In-motion weighing helps scrap handlers improve loading at Calgary Metal Recycling
Swedish-built wireless grapple scale provides better way to load rail cars
Calgary Metal Recycling Inc. has more than 85 years experience in processing scrap metals. Still, an efficient way to fill open-top gondolas (rail cars) accurately had been a persistent challenge. In 2012, the company went looking for a better way to get the job done.
“Without having a rail scale, it’s been kind of tough,” says Steve Goodzeck, Calgary Metal Recycling. “We have a bucket-scale loader, but most of the material is not easy to handle with a loader. Before, when we were loading the HMS (heavy melting scrap) the loader couldn’t just go into a pile. One machine would load the bucket, the loader would pull the weight and dump it into a train car, then another machine would have to level the train car and spread the material around.”

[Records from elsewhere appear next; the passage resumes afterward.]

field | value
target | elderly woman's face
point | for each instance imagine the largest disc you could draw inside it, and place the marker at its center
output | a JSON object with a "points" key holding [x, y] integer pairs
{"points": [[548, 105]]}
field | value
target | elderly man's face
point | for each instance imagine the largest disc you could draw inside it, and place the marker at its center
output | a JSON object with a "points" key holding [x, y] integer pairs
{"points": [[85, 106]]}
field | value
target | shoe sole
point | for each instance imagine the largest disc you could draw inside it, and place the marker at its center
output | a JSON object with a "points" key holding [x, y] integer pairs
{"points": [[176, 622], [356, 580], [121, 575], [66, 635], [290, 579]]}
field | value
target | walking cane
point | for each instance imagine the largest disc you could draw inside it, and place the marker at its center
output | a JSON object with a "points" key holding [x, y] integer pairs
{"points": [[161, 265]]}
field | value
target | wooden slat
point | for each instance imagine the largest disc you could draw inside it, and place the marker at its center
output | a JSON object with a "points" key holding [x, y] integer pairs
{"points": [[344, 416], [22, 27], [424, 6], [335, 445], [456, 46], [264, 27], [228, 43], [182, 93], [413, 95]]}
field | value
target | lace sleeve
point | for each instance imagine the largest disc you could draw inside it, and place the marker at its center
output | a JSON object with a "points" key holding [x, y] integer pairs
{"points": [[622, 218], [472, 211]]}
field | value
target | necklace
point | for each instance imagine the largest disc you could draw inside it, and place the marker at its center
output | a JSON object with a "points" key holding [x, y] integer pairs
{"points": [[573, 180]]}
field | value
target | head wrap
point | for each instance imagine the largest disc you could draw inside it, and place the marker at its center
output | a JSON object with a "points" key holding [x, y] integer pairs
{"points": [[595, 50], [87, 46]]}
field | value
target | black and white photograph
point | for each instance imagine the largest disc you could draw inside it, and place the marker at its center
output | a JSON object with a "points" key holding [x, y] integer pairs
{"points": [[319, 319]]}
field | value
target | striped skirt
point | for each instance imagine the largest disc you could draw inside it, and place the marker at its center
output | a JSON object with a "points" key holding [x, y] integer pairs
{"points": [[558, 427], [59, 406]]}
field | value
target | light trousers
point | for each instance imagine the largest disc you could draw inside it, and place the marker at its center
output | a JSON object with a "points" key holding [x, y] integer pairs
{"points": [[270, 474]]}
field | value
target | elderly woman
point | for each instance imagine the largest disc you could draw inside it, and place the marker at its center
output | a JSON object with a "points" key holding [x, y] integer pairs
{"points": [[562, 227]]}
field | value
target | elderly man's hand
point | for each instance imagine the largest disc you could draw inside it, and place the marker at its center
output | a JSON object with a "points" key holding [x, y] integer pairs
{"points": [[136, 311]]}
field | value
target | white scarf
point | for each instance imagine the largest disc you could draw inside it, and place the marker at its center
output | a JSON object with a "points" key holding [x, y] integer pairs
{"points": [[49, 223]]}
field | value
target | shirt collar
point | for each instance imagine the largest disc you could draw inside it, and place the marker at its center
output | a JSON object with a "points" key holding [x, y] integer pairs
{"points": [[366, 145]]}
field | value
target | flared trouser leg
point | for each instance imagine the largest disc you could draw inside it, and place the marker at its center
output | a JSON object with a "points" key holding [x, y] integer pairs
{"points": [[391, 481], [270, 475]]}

“Now, we’ve eliminated two-thirds of that job,” he says.
The improved loading at Calgary Metal Recycling came in the form of a new wireless grapple scale manufactured in Sweden by Intermercato and marketed in North America by RMT Equipment.
The Intermercato XW scale utilizes a strain gauge system that allows in-motion weighing, without requiring the machine to pause in its loading cycle to record the load’s weight.

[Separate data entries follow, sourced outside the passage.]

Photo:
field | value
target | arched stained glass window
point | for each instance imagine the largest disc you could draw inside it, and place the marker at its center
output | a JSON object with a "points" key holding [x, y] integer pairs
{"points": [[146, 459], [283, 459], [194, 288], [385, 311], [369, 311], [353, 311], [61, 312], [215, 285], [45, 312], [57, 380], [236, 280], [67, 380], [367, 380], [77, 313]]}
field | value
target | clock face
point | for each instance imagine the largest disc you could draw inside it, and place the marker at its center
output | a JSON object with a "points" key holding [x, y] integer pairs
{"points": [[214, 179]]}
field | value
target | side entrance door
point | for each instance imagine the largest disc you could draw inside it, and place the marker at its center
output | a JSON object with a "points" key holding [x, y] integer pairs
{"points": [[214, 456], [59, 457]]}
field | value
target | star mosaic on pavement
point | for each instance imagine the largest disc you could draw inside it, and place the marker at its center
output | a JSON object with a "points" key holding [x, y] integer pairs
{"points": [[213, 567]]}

“It has sped up our shipping, there’s no doubt about it,” Goodzeck says. “We’re shipping out cars faster and the weights are coming back accurately. It’s wonderful. We know what we’re shipping and we’re maximizing the rail car’s capacity. That means we are also maximizing the profitability of the load. It’s probably letting us fill two-and-a-half times the number of cars in a day, and we’re getting the right weights in them.”
Like most recycling businesses that ship by rail, Calgary Metal Recycling often faced penalties and added costs caused by inaccurate loading.
“We don’t want to be under-loaded, because then we’re paying more per ton,” explains Goodzeck. “But if we are overloaded, they pull the car into a siding down the line and you have to send an operator and a machine to go and take material off. And you’re paying demurrage charges on that car while it’s waiting.”
“With this grapple scale, we haven’t had a problem with overloaded cars. We’re shipping the weights we want to get into the car. It depends on the material, of course: some material has less density, but some can easily go over, especially shred and heavy HMS. And when you do, it’s costly.”
In 2012, after searching the internet for a grapple scale that could really do the job, Goodzeck learned about the Intermercato scale from a local specialist in productivity equipment, Mountainview Systems.
“The fellows from Mountainview were quite accommodating in helping us get it set up,” Goodzeck reports. “We calibrated the scale once; then they were out again when we were a little bit off in the very beginning. Since then, there’s been no problem. We double-check periodically with check blocks we use on our truck scale.”
Goodzeck says he’s especially pleased that, while the grapple scale is much less costly than the rail scale, it is also very robust.
“I like the fact that it’s all enclosed in a nice tight case. We’ve done things that we wouldn’t recommend doing with any kind of sensitive equipment but it’s stood up.”
The XW scale is installed by simply replacing the yoke of the grapple with the scale itself, which then serves as the coupler. At Calgary Metals, the scale is fitted to a Liebherr Type-75 grapple, operated by a 99,000-pound Link-Belt X2 with a 55-foot Young boom and stick. The company says operators are able to lift, load and spread all sorts of material normally. When they’re not loading rail cars, they can turn to other tasks in the yard such as sweeping with a magnet or off-loading for customers.
“We have three operators using the grapple scale. It required minimal training and we have had good success,” says Goodzeck. “They’re just using the machine as a regular grapple in the yard. There are no signs of any complaints from the scale and we beat on it pretty hard. We also don’t have any wire to contend with or any transmitter problems or anything like that.”
Recently, the scale’s easy installation proved to be an extra benefit when a problem with the X2 handler took it out of service for repairs. The Calgary Metal Recycling crew simply moved the scale and grapple to another Liebherr material handler in the yard.
“It was just six bolts on top and six bolts on the bottom to bolt into the Liebherr grapple, then two wires to connect in the cab. We were able to swap it out in a couple of hours and continue to load rail cars,” says Goodzeck.
“Our goal here is to move as much material as possible, as fast as possible,” he continues. “The fewer times you have to handle it, the better. This grapple scale from RMT has worked wonders for us in solving that problem. We’re doing it faster with less equipment, and we have had no overload problems since we started using it a year ago. One machine can go into the prepared pile, pick it up, weigh it, lay it into the train car, and spread it around. I would say that this piece of equipment has more than paid for itself in the time we’ve had it.”